ACS Nano. 2020 Aug 18. doi: 10.1021/acsnano.0c04188. Online ahead of print.

ABSTRACT

DNA vaccines are a promising cancer immunotherapy approach. However, effective delivery of DNA to antigen-presenting cells (e.g., dendritic cells (DCs)) for the induction of an adaptive immune response is limited. Conventional DNA delivery via intramuscular, intradermal, and subcutaneous injection by hypodermal needles shows low potency and immunogenicity. Here, we propose the enhanced cancer DNA vaccine by direct transfection to the high number of DCs recruited into the chemoattractant-loaded injectable mesoporous silica microrods (MSRs).

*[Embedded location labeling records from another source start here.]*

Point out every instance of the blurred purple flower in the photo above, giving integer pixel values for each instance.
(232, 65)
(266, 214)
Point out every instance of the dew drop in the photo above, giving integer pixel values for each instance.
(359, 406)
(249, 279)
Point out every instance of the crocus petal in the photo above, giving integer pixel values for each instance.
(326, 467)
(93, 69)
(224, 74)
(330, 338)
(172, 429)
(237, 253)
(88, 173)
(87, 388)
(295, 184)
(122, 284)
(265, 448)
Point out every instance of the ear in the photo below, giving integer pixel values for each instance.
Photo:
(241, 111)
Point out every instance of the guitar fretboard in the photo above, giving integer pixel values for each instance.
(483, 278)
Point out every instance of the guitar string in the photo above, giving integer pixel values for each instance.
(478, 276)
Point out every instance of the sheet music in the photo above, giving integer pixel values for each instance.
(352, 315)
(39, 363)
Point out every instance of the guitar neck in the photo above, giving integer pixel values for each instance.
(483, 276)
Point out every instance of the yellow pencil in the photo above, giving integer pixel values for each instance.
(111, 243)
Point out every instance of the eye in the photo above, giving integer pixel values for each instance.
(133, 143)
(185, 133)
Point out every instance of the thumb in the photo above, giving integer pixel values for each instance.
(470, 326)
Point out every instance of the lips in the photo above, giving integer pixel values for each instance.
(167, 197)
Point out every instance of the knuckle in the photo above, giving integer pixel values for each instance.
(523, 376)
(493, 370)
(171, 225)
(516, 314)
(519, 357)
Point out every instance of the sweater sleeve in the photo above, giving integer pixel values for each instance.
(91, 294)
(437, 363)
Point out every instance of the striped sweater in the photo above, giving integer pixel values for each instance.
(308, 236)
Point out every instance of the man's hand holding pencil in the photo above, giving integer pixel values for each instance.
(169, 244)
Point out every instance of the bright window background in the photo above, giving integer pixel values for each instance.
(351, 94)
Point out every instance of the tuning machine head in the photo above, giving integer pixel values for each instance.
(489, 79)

Subcutaneous administration of the MSRs mixed with tumor-antigen coding DNA polyplexes resulted in DC recruitment in the macroporous space of the scaffold formed by the spontaneous assembly of high-aspect-ratio MSRs, thereby allowing for enhanced cellular uptake of antigen-coded DNA by host DCs. The MSR scaffolds delivering DNA vaccine trigger more robust DC activation, antigen-specific CD8+ T cell response, and Th1 immune response compared to the bolus DNA vaccine. Additionally, the immunological memory can be induced with a single administration of the vaccine. The combination of the vaccination and anti-programmed cell death-1 antibody significantly eliminates established lung metastasis. These results indicate that MSRs serve as a powerful platform for DNA vaccine delivery to DCs for effective cancer immunotherapy.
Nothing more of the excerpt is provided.